2. Read the value of PCR #0 (sha256) directly from the TPM:

sudo tpm2_pcrread sha256:0

=> returned value for PCR #0 (sha256):

0 : 0x785648C6609882151E53EBA170CED62E6D3DA80D4EEE909493374F6846A8CD25

3. Compute the value of PCR #0 (sha256) from the TPM event log:

sudo tpm2_eventlog /sys/kernel/security/tpm0/binary_bios_measurements

=> returned value for PCR #0 (sha256):

0 : 0x4666fea59753142fbd5598fd41fe0f09a6ad3dd76ba498795576a5afba74a8a4

4. The two returned values differ. (For the other PCR registers, the values match).

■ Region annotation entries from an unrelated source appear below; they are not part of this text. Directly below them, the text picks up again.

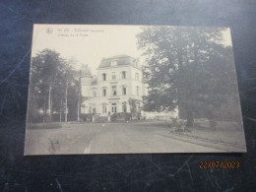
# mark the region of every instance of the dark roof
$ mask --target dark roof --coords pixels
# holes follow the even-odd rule
[[[109,58],[102,58],[98,68],[111,67],[112,61],[117,62],[116,66],[130,65],[130,66],[138,67],[136,59],[134,59],[133,57],[128,55],[116,55]]]

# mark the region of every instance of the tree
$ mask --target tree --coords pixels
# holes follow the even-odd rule
[[[33,102],[35,96],[37,111],[39,108],[43,110],[43,122],[52,121],[53,110],[59,111],[63,104],[60,104],[59,98],[64,95],[63,88],[70,66],[59,53],[50,49],[44,49],[32,58],[31,66],[29,102]],[[29,111],[33,110],[34,106],[29,104]]]
[[[144,110],[171,111],[178,106],[187,127],[193,127],[194,117],[213,121],[224,98],[232,96],[235,80],[234,70],[230,70],[231,49],[222,44],[223,32],[213,28],[144,27],[137,35],[138,47],[144,50],[148,63],[143,69],[149,86]],[[211,125],[215,128],[214,122]]]

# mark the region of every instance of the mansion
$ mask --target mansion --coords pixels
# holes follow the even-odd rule
[[[128,100],[134,98],[142,106],[142,96],[147,95],[143,84],[142,66],[127,55],[103,58],[96,78],[81,78],[81,113],[130,112]]]

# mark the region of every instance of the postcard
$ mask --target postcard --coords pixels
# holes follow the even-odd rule
[[[229,28],[34,25],[25,156],[245,153]]]

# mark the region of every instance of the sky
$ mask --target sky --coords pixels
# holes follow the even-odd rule
[[[65,59],[75,60],[75,68],[87,64],[93,74],[102,58],[126,54],[141,56],[136,34],[141,26],[120,25],[34,25],[32,57],[44,48],[50,48]],[[231,45],[229,29],[223,31],[223,43]]]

E/ Why issue is a problem: it is impossible to use Linux Integrity Measurement Architecture (IMA) on the guest OS.

F/ Additional information

The issue also occurs with guest ubuntu-23.04-live-server-arm64

The issue does not occur on different virtualization infrastructure that support TPM, such as GCP shielded VM.

Technogeezer · ‎05-28-2023

You might want to open an official support request on this. There’s no guarantee that anyone from VMware will act on anything reported here.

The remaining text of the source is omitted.